The Endoscopic Endonasal Sinus and Skull Base Surgery Questionnaire (EES-Q), is a comprehensive, multidimensional, disease-specific instrument. A distinguishing characteristic is that, apart from the physical and psychological domains, the EES-Q also encompasses a social domain. Understanding different HRQoL aspects in patients undergoing EES may help caregivers restore, improve, or preserve the patient's health through individualized care, which depends on identifying their specific needs 31).
The aim of a study was to evaluate the value of intraoperative neurophysiological monitoring (IONM) using electromyography (EMG), brainstem auditory evoked potentials (BAEPs), and somatosensory evoked potentials (SSEPs) to predict and/or prevent postoperative neurological deficits in pediatric patients undergoing endoscopic endonasal surgery (EES) for skull base tumors.
All consecutive pediatric patients with skull base tumors who underwent EES with at least 1 modality of IONM (BAEP, SSEP, and/or EMG) at our institution between 1999 and 2013 were retrospectively reviewed. Staged procedures and repeat procedures were identified and analyzed separately. To evaluate the diagnostic accuracy of significant free-run EMG activity, the prevalence of cranial nerve (CN) deficits and the sensitivity, specificity, and positive and negative predictive values were calculated.
A total of 129 patients underwent 159 procedures; 6 patients had a total of 9 CN deficits. The incidences of CN deficits based on the total number of nerves monitored in the groups with and without significant free-run EMG activity were 9% and 1.5%, respectively. The incidences of CN deficits in the groups with 1 staged and more than 1 staged EES were 1.5% and 29%, respectively. The sensitivity, specificity, and negative predictive values (with 95% confidence intervals) of significant EMG to detect CN deficits in repeat procedures were 0.55 (0.22-0.84), 0.86 (0.79-0.9), and 0.97 (0.92-0.99), respectively. Two patients had significant changes in their BAEPs that were reversible with an increase in mean arterial pressure.

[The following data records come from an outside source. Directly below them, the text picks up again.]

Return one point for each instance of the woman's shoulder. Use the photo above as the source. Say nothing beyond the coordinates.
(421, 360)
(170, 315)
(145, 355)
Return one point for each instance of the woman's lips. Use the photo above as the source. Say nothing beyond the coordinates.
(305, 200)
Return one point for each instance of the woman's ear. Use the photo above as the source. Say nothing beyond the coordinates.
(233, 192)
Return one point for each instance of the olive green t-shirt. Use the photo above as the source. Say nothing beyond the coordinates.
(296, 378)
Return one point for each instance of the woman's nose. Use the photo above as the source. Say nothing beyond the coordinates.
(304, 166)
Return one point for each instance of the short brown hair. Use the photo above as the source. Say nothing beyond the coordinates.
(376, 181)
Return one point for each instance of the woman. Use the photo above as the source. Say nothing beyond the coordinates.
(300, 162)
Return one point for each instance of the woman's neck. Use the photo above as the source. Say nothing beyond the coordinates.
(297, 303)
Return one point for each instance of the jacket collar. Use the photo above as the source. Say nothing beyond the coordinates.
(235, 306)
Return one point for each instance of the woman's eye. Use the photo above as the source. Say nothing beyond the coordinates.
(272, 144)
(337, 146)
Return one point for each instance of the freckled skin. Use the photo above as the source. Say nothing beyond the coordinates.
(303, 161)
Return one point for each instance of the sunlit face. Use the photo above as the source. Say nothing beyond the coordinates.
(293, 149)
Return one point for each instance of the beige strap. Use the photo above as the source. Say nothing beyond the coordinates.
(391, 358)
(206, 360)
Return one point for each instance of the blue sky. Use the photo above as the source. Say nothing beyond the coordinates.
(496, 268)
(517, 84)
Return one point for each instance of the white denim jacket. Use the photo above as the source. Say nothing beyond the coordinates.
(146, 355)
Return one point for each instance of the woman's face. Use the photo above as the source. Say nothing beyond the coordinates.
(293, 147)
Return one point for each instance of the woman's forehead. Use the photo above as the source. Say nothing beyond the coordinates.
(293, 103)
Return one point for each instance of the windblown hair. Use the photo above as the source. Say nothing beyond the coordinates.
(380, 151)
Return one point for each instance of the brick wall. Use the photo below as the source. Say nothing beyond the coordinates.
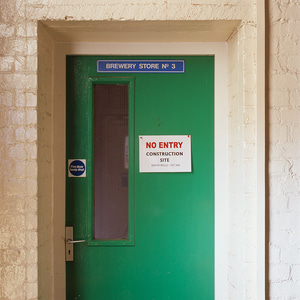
(284, 149)
(18, 131)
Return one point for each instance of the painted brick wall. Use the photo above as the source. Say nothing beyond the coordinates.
(18, 135)
(284, 159)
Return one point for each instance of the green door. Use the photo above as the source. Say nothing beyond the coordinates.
(148, 235)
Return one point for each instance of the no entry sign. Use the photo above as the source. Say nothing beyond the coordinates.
(165, 153)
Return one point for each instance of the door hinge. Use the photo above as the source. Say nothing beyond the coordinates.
(69, 243)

IONM can be applied effectively and reliably during EES in children. EMG monitoring is specific for detecting CN deficits and can be an effective guide for dissecting these procedures. Triggered EMG should be elicited intraoperatively to check the integrity of the CNs during and after tumor resection. Given the anatomical complexity of pediatric EES and the unique challenges encountered, multimodal IONM can be a valuable adjunct to these procedures 32).